Slow-Simmered Pot Roast with Garden Vegetables
- Slow-Simmered Pot Roast with Garden Vegetables from Campbell's Kitchen
Prep Time: 15 min.
Cook Time: 10 hr.
4 medium potatoes, cut in quarters (about 4 cups)
2 cups fresh or frozen baby-cut carrots
2 stalks celery, cut into 1-inch pieces (about 1 1/2 cups)
1 carton (18.3 ounces) Campbell's® V8® Butternut Squash Soup
1 tablespoon minced garlic
1 beef bottom round roast (about 2 pounds)
1/2 teaspoon ground black pepper
1. Stir the potatoes, carrots, celery, soup and garlic in a 5-quart slow cooker. Season the beef with the black pepper. Add the beef to the cooker and turn to coat.

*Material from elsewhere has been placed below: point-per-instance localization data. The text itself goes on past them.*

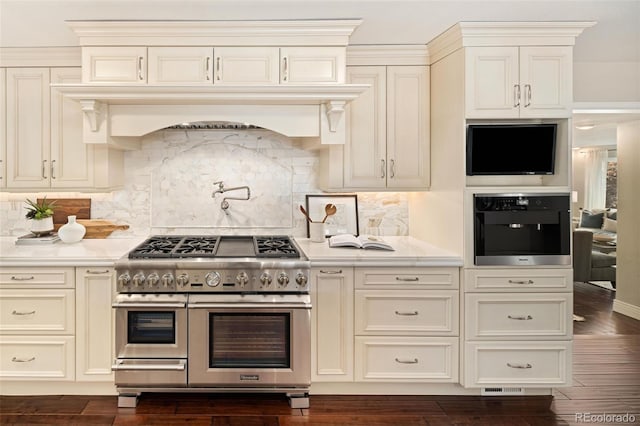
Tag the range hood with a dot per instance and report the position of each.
(120, 114)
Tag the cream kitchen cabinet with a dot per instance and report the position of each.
(406, 325)
(312, 65)
(518, 82)
(180, 65)
(3, 127)
(114, 65)
(37, 324)
(518, 327)
(332, 324)
(95, 339)
(45, 149)
(387, 144)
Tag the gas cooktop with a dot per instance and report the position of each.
(244, 246)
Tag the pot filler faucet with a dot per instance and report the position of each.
(224, 205)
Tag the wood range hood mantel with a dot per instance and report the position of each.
(120, 114)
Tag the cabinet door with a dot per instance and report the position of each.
(246, 65)
(332, 325)
(492, 82)
(180, 65)
(365, 152)
(408, 127)
(312, 65)
(546, 81)
(72, 160)
(28, 162)
(95, 288)
(122, 65)
(3, 128)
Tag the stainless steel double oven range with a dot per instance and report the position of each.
(211, 314)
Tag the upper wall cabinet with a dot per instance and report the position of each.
(387, 144)
(45, 149)
(114, 65)
(518, 82)
(201, 65)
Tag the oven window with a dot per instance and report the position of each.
(151, 327)
(258, 340)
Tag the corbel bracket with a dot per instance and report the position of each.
(335, 112)
(92, 110)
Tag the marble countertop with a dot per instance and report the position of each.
(408, 251)
(103, 252)
(88, 252)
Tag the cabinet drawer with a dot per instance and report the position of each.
(37, 311)
(37, 278)
(407, 278)
(518, 279)
(518, 316)
(409, 359)
(406, 313)
(532, 364)
(37, 358)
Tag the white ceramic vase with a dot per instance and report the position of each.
(42, 226)
(72, 231)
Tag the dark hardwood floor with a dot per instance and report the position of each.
(606, 382)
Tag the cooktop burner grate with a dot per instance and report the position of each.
(163, 247)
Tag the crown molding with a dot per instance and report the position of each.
(401, 54)
(521, 33)
(335, 32)
(40, 57)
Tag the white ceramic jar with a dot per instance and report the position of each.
(72, 231)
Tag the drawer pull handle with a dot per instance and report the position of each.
(23, 313)
(14, 278)
(520, 281)
(407, 361)
(520, 317)
(407, 314)
(14, 359)
(523, 366)
(89, 271)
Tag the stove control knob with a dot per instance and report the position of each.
(182, 280)
(212, 279)
(283, 279)
(153, 279)
(138, 279)
(301, 279)
(167, 279)
(265, 279)
(124, 280)
(242, 279)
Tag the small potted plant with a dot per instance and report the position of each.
(41, 216)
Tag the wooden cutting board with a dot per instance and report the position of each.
(64, 207)
(100, 228)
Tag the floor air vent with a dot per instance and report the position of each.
(502, 391)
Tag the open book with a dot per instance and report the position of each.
(363, 241)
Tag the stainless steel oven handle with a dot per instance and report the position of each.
(207, 305)
(148, 305)
(147, 367)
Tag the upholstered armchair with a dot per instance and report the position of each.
(590, 264)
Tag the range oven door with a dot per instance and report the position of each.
(151, 326)
(255, 340)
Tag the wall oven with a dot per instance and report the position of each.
(522, 229)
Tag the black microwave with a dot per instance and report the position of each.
(511, 149)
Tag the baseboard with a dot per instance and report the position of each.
(627, 309)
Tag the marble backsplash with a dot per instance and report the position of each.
(170, 182)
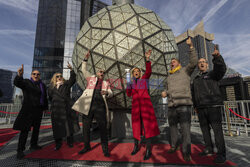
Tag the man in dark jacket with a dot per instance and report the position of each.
(207, 100)
(30, 115)
(180, 101)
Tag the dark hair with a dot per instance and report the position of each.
(35, 70)
(175, 59)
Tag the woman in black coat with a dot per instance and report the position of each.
(64, 119)
(33, 105)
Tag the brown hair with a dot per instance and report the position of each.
(53, 79)
(175, 59)
(133, 71)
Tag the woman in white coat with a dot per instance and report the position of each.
(92, 104)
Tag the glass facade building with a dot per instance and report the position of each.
(58, 24)
(7, 86)
(203, 43)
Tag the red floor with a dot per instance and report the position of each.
(6, 135)
(120, 152)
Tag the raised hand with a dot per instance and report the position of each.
(189, 42)
(20, 71)
(148, 54)
(87, 55)
(69, 66)
(103, 92)
(216, 52)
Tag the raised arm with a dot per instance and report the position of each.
(193, 58)
(19, 81)
(148, 72)
(129, 90)
(72, 78)
(86, 74)
(109, 91)
(220, 68)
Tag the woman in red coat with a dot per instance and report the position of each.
(143, 117)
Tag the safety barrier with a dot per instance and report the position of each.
(235, 116)
(9, 112)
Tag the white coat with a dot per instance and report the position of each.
(83, 104)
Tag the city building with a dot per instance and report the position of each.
(203, 42)
(7, 86)
(58, 24)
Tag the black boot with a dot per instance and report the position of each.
(148, 152)
(85, 149)
(136, 148)
(105, 150)
(58, 144)
(70, 141)
(20, 155)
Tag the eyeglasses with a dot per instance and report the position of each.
(36, 74)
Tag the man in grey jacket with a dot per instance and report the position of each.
(180, 101)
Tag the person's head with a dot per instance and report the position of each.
(174, 63)
(57, 77)
(136, 73)
(202, 65)
(100, 74)
(35, 75)
(164, 94)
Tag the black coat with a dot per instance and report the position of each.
(205, 89)
(64, 119)
(31, 111)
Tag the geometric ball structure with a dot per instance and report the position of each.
(118, 37)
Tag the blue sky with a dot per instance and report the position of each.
(229, 20)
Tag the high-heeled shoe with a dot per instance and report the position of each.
(136, 148)
(148, 153)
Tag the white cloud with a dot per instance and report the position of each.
(27, 68)
(30, 6)
(235, 50)
(212, 11)
(7, 32)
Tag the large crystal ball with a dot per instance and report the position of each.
(118, 37)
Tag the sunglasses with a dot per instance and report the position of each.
(36, 74)
(59, 76)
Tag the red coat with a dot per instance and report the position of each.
(142, 107)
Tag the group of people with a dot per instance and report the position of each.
(203, 95)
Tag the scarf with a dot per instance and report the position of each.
(41, 88)
(58, 84)
(174, 70)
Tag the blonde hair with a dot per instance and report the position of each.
(133, 71)
(53, 79)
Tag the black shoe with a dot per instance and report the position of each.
(206, 152)
(148, 154)
(136, 149)
(173, 149)
(58, 146)
(35, 147)
(187, 157)
(220, 159)
(20, 155)
(70, 145)
(105, 150)
(70, 141)
(84, 150)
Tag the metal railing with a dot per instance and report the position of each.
(232, 123)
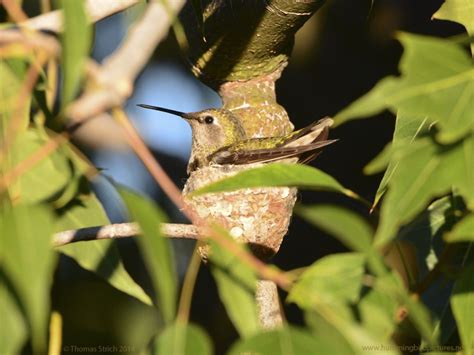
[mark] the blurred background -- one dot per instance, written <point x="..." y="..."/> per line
<point x="338" y="56"/>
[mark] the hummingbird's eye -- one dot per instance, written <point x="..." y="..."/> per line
<point x="209" y="119"/>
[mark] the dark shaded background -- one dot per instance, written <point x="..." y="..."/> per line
<point x="339" y="55"/>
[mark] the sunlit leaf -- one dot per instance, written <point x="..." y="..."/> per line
<point x="286" y="341"/>
<point x="13" y="72"/>
<point x="156" y="250"/>
<point x="461" y="11"/>
<point x="462" y="303"/>
<point x="276" y="175"/>
<point x="407" y="128"/>
<point x="348" y="227"/>
<point x="183" y="339"/>
<point x="334" y="280"/>
<point x="14" y="335"/>
<point x="437" y="82"/>
<point x="426" y="170"/>
<point x="29" y="263"/>
<point x="101" y="257"/>
<point x="76" y="41"/>
<point x="236" y="284"/>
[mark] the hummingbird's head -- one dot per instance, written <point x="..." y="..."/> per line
<point x="215" y="128"/>
<point x="212" y="128"/>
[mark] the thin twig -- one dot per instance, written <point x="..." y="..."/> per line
<point x="97" y="10"/>
<point x="36" y="157"/>
<point x="122" y="230"/>
<point x="117" y="74"/>
<point x="34" y="41"/>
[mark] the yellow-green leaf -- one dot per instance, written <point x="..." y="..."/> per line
<point x="76" y="41"/>
<point x="437" y="82"/>
<point x="277" y="175"/>
<point x="461" y="11"/>
<point x="156" y="250"/>
<point x="28" y="261"/>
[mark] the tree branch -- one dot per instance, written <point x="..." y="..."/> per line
<point x="122" y="230"/>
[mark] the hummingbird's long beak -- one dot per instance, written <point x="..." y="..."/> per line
<point x="167" y="110"/>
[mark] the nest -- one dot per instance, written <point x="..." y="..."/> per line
<point x="257" y="216"/>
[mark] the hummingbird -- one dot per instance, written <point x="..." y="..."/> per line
<point x="218" y="137"/>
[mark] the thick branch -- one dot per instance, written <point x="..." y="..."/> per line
<point x="122" y="230"/>
<point x="242" y="40"/>
<point x="97" y="10"/>
<point x="119" y="71"/>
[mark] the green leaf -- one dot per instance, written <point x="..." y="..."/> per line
<point x="156" y="250"/>
<point x="463" y="231"/>
<point x="276" y="175"/>
<point x="407" y="128"/>
<point x="392" y="286"/>
<point x="76" y="41"/>
<point x="327" y="333"/>
<point x="461" y="11"/>
<point x="462" y="303"/>
<point x="44" y="180"/>
<point x="345" y="225"/>
<point x="28" y="261"/>
<point x="286" y="341"/>
<point x="376" y="310"/>
<point x="12" y="72"/>
<point x="437" y="81"/>
<point x="101" y="257"/>
<point x="183" y="339"/>
<point x="236" y="284"/>
<point x="13" y="336"/>
<point x="426" y="170"/>
<point x="332" y="280"/>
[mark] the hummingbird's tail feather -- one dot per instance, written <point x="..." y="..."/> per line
<point x="266" y="155"/>
<point x="315" y="132"/>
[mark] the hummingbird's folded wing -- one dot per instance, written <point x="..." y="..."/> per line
<point x="265" y="155"/>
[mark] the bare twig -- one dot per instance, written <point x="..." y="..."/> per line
<point x="36" y="157"/>
<point x="268" y="302"/>
<point x="119" y="71"/>
<point x="97" y="10"/>
<point x="122" y="230"/>
<point x="35" y="41"/>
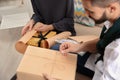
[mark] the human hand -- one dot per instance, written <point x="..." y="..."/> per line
<point x="69" y="47"/>
<point x="40" y="27"/>
<point x="27" y="27"/>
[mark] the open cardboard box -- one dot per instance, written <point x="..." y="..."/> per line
<point x="37" y="61"/>
<point x="21" y="44"/>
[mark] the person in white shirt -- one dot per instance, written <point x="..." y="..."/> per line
<point x="107" y="65"/>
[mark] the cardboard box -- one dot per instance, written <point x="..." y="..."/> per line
<point x="37" y="61"/>
<point x="21" y="44"/>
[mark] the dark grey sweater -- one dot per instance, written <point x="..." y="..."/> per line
<point x="59" y="13"/>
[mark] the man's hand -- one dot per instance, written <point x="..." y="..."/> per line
<point x="27" y="27"/>
<point x="69" y="47"/>
<point x="40" y="27"/>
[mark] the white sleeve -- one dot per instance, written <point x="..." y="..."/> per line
<point x="111" y="65"/>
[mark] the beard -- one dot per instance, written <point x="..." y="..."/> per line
<point x="101" y="20"/>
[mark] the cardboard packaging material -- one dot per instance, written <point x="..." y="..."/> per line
<point x="21" y="44"/>
<point x="84" y="38"/>
<point x="62" y="35"/>
<point x="37" y="61"/>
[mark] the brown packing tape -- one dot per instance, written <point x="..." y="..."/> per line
<point x="21" y="44"/>
<point x="84" y="38"/>
<point x="62" y="35"/>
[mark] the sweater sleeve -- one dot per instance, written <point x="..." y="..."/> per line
<point x="67" y="23"/>
<point x="36" y="16"/>
<point x="111" y="67"/>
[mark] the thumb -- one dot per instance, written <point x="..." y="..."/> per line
<point x="30" y="27"/>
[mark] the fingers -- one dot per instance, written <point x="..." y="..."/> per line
<point x="64" y="49"/>
<point x="24" y="30"/>
<point x="27" y="27"/>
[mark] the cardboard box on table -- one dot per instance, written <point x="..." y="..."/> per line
<point x="37" y="61"/>
<point x="21" y="44"/>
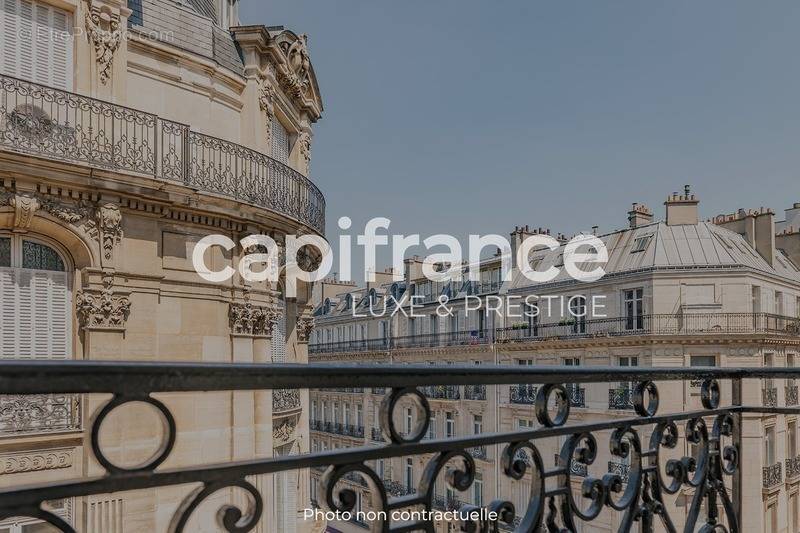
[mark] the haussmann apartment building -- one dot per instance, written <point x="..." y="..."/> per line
<point x="129" y="130"/>
<point x="678" y="292"/>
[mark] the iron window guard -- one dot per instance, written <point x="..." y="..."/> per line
<point x="717" y="442"/>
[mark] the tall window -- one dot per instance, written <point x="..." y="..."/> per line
<point x="280" y="141"/>
<point x="37" y="42"/>
<point x="35" y="301"/>
<point x="477" y="425"/>
<point x="577" y="307"/>
<point x="477" y="489"/>
<point x="634" y="308"/>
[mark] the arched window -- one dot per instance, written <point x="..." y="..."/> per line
<point x="35" y="300"/>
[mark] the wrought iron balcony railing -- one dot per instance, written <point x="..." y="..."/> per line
<point x="791" y="395"/>
<point x="620" y="398"/>
<point x="475" y="392"/>
<point x="655" y="324"/>
<point x="523" y="394"/>
<point x="711" y="471"/>
<point x="620" y="469"/>
<point x="55" y="124"/>
<point x="39" y="413"/>
<point x="661" y="324"/>
<point x="772" y="475"/>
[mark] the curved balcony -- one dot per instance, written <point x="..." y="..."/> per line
<point x="63" y="126"/>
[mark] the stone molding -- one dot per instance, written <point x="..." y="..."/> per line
<point x="103" y="310"/>
<point x="104" y="32"/>
<point x="15" y="463"/>
<point x="248" y="319"/>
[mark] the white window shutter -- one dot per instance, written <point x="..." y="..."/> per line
<point x="35" y="314"/>
<point x="36" y="42"/>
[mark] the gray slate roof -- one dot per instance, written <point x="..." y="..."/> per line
<point x="189" y="25"/>
<point x="704" y="245"/>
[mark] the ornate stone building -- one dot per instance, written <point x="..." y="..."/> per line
<point x="678" y="292"/>
<point x="128" y="132"/>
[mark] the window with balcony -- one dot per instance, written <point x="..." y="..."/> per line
<point x="35" y="301"/>
<point x="37" y="43"/>
<point x="577" y="307"/>
<point x="633" y="301"/>
<point x="449" y="425"/>
<point x="477" y="490"/>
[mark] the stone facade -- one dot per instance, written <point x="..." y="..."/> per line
<point x="123" y="241"/>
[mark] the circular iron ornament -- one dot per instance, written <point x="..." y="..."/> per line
<point x="562" y="405"/>
<point x="710" y="393"/>
<point x="229" y="517"/>
<point x="169" y="432"/>
<point x="581" y="448"/>
<point x="652" y="398"/>
<point x="40" y="514"/>
<point x="723" y="427"/>
<point x="388" y="407"/>
<point x="515" y="468"/>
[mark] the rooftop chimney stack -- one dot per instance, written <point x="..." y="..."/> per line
<point x="682" y="209"/>
<point x="639" y="215"/>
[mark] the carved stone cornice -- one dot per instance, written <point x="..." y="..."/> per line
<point x="304" y="326"/>
<point x="248" y="319"/>
<point x="25" y="206"/>
<point x="103" y="310"/>
<point x="109" y="219"/>
<point x="104" y="32"/>
<point x="35" y="461"/>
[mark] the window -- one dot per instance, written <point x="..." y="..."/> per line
<point x="449" y="425"/>
<point x="577" y="308"/>
<point x="477" y="490"/>
<point x="45" y="55"/>
<point x="35" y="301"/>
<point x="634" y="308"/>
<point x="280" y="142"/>
<point x="769" y="446"/>
<point x="641" y="244"/>
<point x="409" y="474"/>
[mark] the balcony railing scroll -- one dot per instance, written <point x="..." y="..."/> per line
<point x="711" y="470"/>
<point x="55" y="124"/>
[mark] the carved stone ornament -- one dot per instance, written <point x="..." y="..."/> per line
<point x="35" y="461"/>
<point x="104" y="32"/>
<point x="295" y="79"/>
<point x="304" y="142"/>
<point x="283" y="431"/>
<point x="25" y="206"/>
<point x="109" y="218"/>
<point x="304" y="327"/>
<point x="248" y="319"/>
<point x="104" y="310"/>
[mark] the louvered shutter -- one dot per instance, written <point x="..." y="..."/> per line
<point x="35" y="314"/>
<point x="36" y="42"/>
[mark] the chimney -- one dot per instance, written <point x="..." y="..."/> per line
<point x="639" y="215"/>
<point x="682" y="209"/>
<point x="757" y="227"/>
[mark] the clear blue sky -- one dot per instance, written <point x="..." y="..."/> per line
<point x="463" y="116"/>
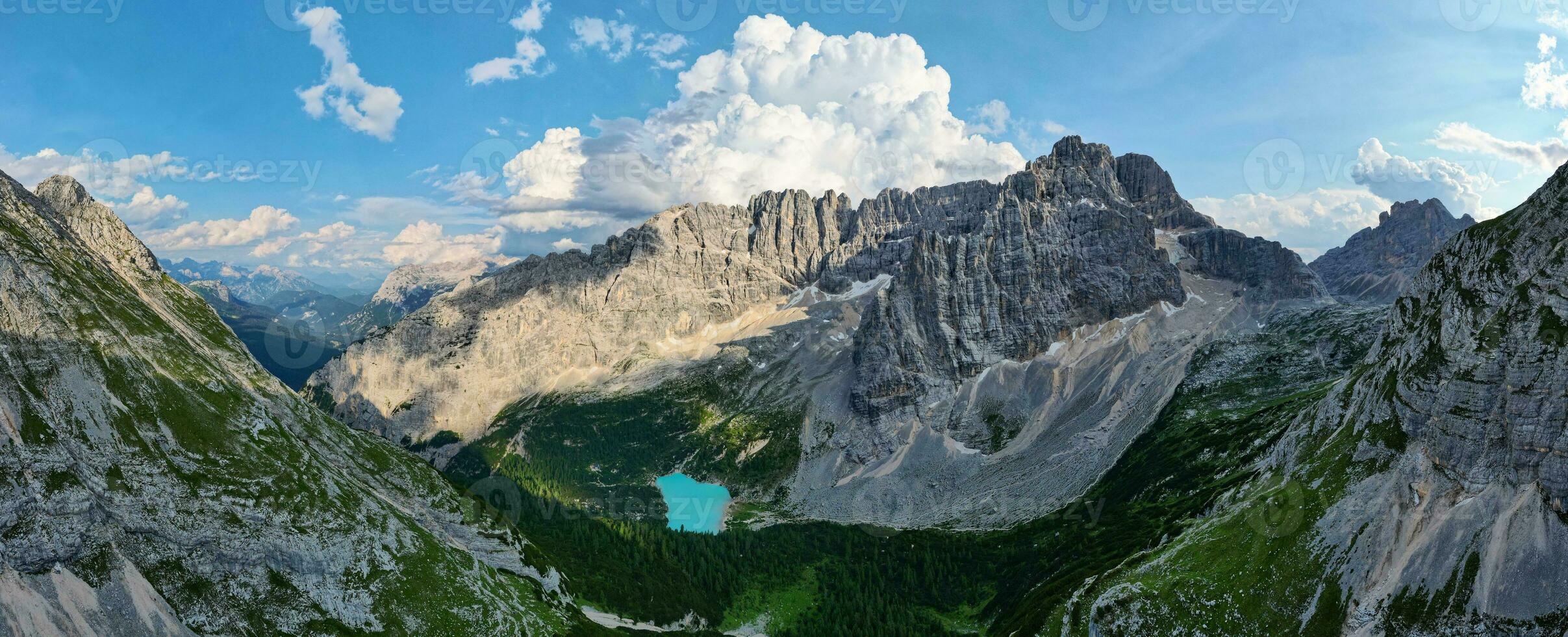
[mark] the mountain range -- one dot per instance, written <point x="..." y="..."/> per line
<point x="1057" y="404"/>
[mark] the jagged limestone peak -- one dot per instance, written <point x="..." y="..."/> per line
<point x="63" y="192"/>
<point x="97" y="226"/>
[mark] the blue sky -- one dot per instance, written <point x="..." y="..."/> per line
<point x="1345" y="99"/>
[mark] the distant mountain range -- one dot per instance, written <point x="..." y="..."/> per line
<point x="1061" y="404"/>
<point x="294" y="325"/>
<point x="159" y="482"/>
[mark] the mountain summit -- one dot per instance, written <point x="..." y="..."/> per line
<point x="157" y="480"/>
<point x="894" y="347"/>
<point x="1377" y="264"/>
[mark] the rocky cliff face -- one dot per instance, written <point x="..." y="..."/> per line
<point x="1377" y="264"/>
<point x="410" y="287"/>
<point x="1267" y="270"/>
<point x="251" y="286"/>
<point x="1421" y="495"/>
<point x="1042" y="319"/>
<point x="156" y="480"/>
<point x="1473" y="370"/>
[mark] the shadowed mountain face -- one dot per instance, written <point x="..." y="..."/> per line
<point x="410" y="287"/>
<point x="1377" y="264"/>
<point x="1423" y="495"/>
<point x="938" y="347"/>
<point x="156" y="480"/>
<point x="251" y="286"/>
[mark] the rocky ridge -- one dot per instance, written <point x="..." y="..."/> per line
<point x="910" y="325"/>
<point x="157" y="480"/>
<point x="1377" y="264"/>
<point x="410" y="287"/>
<point x="251" y="286"/>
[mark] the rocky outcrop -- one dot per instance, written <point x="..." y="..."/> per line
<point x="410" y="287"/>
<point x="1267" y="270"/>
<point x="1153" y="192"/>
<point x="1470" y="377"/>
<point x="1377" y="264"/>
<point x="250" y="286"/>
<point x="156" y="480"/>
<point x="889" y="320"/>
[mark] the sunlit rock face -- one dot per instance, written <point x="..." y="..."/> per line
<point x="927" y="335"/>
<point x="1377" y="264"/>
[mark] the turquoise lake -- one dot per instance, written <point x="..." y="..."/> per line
<point x="694" y="506"/>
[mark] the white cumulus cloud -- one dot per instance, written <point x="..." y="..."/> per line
<point x="425" y="242"/>
<point x="1400" y="179"/>
<point x="108" y="177"/>
<point x="262" y="222"/>
<point x="325" y="237"/>
<point x="1309" y="223"/>
<point x="358" y="104"/>
<point x="1462" y="137"/>
<point x="146" y="207"/>
<point x="618" y="40"/>
<point x="566" y="244"/>
<point x="525" y="55"/>
<point x="783" y="107"/>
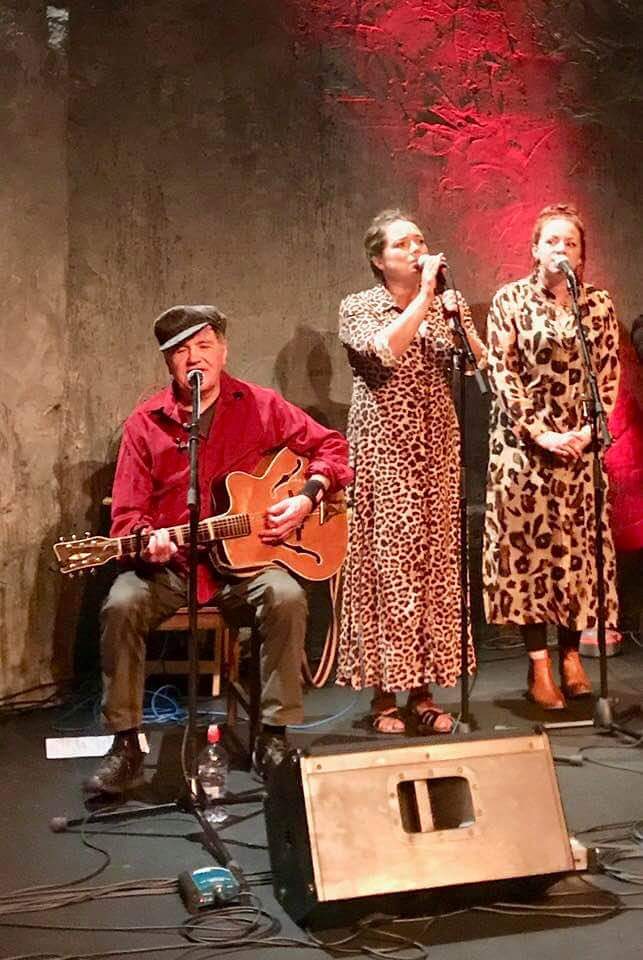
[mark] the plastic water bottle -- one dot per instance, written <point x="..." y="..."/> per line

2. Cover and cook on LOW for 10 to 11 hours or until the beef is fork-tender. Sprinkle with the parsley, if desired.
For thicker gravy: Stir 1/4 cup all-purpose flour and 1/2 cup water in a small bowl until smooth. Remove the beef from the cooker. Stir in the flour mixture. Cover and cook on HIGH for 10 minutes or until the mixture boils and thickens.
Cooking Basics: True "baby" carrots are a seasonal vegetable available in spring and early summer and are sold in bunches with the green tops left on. They can usually be found in upscale grocery stores or farmers' markets. "Baby-cut" carrots are mature carrots that have been peeled and cut into small carrot-shaped pieces. They are widely available year round in the produce section of most grocery stores.
Makes: 6 servings.
Slow cookers make dinner so easy to get on the table at the end of a long work day. Save yourself even more time by using red or new potatoes - the skins are thin so they don't need peeling.